Most of these compute the likelihood with a Kalman filter on the state-space form, which means they handle missing observations and irregular data naturally.^[19] The coefficient estimates and standard errors should agree across packages to several decimal places when the optimizer converges, but the default starting values, convergence tolerances, and order-selection heuristics differ.

How does ARIMA compare to modern deep-learning forecasters?

The last decade brought a wave of neural and foundation-model forecasters. They sit at different points on the bias-variance and effort-to-deploy trade-offs.

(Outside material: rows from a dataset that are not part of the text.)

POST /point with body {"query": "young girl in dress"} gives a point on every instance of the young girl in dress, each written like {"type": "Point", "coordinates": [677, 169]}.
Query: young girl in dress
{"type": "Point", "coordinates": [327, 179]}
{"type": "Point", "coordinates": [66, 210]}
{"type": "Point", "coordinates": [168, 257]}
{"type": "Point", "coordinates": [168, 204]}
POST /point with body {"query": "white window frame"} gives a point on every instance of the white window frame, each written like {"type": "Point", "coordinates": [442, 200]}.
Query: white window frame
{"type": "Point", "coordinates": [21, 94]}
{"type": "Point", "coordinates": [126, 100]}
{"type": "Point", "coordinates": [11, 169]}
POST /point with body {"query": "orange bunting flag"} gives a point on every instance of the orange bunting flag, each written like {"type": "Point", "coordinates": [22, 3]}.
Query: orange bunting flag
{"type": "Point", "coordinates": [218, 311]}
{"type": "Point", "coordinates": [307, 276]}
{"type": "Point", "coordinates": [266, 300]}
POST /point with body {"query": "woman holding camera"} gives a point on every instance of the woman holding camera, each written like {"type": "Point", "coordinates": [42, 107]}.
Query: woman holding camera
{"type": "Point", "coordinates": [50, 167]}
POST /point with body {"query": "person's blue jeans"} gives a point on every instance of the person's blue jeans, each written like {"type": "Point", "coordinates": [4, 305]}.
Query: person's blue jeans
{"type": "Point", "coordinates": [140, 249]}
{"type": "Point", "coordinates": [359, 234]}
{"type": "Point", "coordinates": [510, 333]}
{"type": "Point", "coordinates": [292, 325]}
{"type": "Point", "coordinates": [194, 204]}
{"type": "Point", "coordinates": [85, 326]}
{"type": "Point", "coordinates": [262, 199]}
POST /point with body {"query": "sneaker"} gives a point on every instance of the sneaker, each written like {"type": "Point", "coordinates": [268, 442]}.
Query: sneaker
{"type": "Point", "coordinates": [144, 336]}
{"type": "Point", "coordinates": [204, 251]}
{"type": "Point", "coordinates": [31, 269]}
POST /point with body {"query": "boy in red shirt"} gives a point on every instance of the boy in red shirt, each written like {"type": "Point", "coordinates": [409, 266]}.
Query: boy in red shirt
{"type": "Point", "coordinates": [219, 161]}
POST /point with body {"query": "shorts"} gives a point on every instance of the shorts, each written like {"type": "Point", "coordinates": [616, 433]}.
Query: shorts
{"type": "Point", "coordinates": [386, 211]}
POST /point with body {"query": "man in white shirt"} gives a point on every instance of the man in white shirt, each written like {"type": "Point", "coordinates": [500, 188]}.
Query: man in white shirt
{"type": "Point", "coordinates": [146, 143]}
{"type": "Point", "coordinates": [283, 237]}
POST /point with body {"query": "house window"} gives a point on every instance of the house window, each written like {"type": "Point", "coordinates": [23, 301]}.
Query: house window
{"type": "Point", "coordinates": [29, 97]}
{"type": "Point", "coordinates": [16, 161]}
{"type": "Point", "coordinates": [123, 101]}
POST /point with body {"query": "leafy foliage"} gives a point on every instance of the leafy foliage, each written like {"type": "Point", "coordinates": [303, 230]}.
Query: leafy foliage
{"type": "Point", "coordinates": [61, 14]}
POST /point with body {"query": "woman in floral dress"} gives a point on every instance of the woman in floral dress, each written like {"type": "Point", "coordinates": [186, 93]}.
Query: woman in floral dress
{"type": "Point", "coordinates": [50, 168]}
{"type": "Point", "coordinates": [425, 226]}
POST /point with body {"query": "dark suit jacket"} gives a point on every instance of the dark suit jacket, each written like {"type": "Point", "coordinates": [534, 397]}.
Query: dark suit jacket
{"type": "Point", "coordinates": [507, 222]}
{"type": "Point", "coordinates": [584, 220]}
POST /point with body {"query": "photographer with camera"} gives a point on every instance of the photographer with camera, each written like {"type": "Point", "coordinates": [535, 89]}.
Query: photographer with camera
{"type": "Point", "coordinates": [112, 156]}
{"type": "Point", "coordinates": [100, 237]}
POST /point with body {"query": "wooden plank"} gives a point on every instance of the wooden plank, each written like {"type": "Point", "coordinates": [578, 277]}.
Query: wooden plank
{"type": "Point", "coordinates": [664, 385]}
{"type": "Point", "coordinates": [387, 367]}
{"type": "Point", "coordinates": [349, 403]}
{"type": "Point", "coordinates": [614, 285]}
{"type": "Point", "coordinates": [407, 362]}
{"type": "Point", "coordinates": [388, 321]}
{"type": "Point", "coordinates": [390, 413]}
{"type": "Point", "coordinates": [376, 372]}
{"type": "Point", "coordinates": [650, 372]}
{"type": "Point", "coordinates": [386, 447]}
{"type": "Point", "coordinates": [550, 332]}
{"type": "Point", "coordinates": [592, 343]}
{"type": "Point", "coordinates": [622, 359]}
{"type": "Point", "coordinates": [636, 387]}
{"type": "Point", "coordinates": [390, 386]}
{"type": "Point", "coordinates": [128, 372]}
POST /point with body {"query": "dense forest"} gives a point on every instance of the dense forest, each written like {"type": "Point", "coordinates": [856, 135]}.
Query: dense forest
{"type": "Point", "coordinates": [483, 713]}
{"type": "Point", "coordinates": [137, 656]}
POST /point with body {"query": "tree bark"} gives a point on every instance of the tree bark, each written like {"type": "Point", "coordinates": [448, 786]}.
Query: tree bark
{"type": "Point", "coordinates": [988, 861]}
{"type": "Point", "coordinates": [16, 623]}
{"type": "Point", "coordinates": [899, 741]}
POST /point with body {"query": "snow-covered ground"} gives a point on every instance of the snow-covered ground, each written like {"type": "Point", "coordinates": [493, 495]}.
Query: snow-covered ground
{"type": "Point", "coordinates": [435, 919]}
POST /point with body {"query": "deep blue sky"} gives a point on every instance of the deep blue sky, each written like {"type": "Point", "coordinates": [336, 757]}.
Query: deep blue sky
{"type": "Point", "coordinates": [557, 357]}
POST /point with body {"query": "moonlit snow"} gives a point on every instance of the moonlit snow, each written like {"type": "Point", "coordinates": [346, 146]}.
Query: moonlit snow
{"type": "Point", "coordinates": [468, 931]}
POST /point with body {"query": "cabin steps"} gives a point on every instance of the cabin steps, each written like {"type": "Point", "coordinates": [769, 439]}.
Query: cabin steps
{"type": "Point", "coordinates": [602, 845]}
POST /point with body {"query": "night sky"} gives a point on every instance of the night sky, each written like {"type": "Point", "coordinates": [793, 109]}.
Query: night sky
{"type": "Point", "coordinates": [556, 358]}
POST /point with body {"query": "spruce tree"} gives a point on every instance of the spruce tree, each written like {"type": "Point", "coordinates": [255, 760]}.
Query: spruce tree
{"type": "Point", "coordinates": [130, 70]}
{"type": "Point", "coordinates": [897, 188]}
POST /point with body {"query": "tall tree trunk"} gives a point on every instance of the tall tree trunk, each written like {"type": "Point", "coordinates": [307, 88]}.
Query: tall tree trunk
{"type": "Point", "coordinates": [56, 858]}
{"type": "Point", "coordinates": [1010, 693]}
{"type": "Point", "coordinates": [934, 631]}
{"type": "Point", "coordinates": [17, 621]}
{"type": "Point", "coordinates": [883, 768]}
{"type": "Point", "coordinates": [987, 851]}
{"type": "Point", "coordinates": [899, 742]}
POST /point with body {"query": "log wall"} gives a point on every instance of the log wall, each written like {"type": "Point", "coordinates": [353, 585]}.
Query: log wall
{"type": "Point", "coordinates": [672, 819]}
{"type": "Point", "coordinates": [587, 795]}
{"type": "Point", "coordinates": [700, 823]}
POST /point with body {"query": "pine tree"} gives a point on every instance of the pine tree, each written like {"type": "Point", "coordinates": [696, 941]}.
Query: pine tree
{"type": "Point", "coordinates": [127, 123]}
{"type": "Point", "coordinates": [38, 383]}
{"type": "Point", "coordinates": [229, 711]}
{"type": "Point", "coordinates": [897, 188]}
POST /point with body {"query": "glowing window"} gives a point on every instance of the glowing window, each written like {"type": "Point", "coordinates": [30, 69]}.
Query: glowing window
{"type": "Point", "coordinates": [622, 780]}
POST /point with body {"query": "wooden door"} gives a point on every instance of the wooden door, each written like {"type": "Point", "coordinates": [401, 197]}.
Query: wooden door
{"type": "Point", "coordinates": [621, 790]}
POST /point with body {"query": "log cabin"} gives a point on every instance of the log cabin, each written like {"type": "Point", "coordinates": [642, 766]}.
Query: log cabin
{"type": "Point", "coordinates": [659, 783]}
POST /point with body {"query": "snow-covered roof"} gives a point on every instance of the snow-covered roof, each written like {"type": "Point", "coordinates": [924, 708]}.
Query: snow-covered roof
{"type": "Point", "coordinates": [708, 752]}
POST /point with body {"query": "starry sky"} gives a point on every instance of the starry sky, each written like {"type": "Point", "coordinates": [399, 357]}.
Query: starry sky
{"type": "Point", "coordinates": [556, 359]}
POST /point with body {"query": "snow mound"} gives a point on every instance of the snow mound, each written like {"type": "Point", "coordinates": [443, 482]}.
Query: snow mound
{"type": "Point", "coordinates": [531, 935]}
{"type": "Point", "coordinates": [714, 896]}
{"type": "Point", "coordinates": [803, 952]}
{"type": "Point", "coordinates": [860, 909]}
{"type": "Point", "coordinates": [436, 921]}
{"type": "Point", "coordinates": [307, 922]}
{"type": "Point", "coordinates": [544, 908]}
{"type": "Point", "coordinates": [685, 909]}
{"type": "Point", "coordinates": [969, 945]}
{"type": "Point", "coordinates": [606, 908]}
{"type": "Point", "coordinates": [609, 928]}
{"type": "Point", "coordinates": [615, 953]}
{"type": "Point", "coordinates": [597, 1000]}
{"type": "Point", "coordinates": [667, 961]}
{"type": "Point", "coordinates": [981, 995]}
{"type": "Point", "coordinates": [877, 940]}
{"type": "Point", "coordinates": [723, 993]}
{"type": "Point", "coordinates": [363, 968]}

Method	Year	Type	Multivariate	Probabilistic	Notes
ARIMA	1970	Linear, parametric	No (use VAR or SARIMAX)	Gaussian residuals	Fast, interpretable, baseline
Exponential smoothing (ETS)	1957-1985	Linear, parametric	No	Gaussian residuals	Often tied with ARIMA in M-competitions
Theta method	2000	Decomposition	No	Gaussian residuals	Won M3; surprisingly hard to beat
Prophet	2017	Additive components	No	Bayesian intervals	Built at Facebook for business series with multiple seasonalities
DeepAR	2017	Autoregressive RNN	Cross-series	Quantile or Gaussian	Built at Amazon, trains across many related series; uses LSTM
N-BEATS	2019	Residual MLP stack	No	Point forecasts	Yoshua Bengio's group at Element AI; outperformed M4 winner
Temporal Fusion Transformer	2019	Attention model	Yes	Quantile	Google Brain, handles known and unknown future inputs
N-HiTS	2022	Hierarchical interpolation	No	Point forecasts	Faster N-BEATS variant
TimesNet	2023	2D inception	Yes	Point forecasts	Tsinghua group
Lag-Llama	2023	Decoder-only transformer	No	Probabilistic	Open foundation model trained on diverse series
TimeGPT	2023	Encoder-decoder transformer	Yes	Quantile	Nixtla; first commercial time-series foundation model API
Chronos	2024	T5 over tokenized values	No	Probabilistic	Built at Amazon, zero-shot
Moirai	2024	Masked encoder	Yes	Probabilistic	Salesforce, any-frequency any-variate
TimesFM	2024	Decoder transformer	No	Point forecasts	Built at Google, zero-shot
Time-LLM	2024	Reprogrammed LLM	No	Point forecasts	Wraps a frozen LLM with a series adapter

A few honest comparisons:

On a single short clean univariate series (a few hundred to a few thousand points), a well-chosen ARIMA or ETS often matches or beats neural methods. The bias-variance trade-off favors low-variance estimators when there is little data to estimate from.
On large panels of related series (thousands of SKUs, retail stores, energy meters), neural models that share parameters across series usually win. DeepAR was the first published method to demonstrate this clearly.^[26] ARIMA fits each series independently and cannot borrow strength.
On series with multiple seasonalities, holiday effects, and known future regressors, methods like Prophet, TFT, and N-BEATS-X tend to handle the structure more naturally than SARIMAX without extra feature engineering.^[28]^[29]
Foundation models (Chronos, Moirai, TimesFM, TimeGPT, Lag-Llama) offer something ARIMA cannot: zero-shot forecasting on a new series with no fitting at all.^[30]^[31]^[32]^[33]^[34] The trade-off is that they are large, slow, opaque, and sometimes wrong in ways that are hard to diagnose.
Hybrid models combining ARIMA with LSTM or other neural networks on the residuals (Zhang 2003 was an early proposal) sometimes outperform either component alone on series with a smooth linear trend plus nonlinear noise.^[36]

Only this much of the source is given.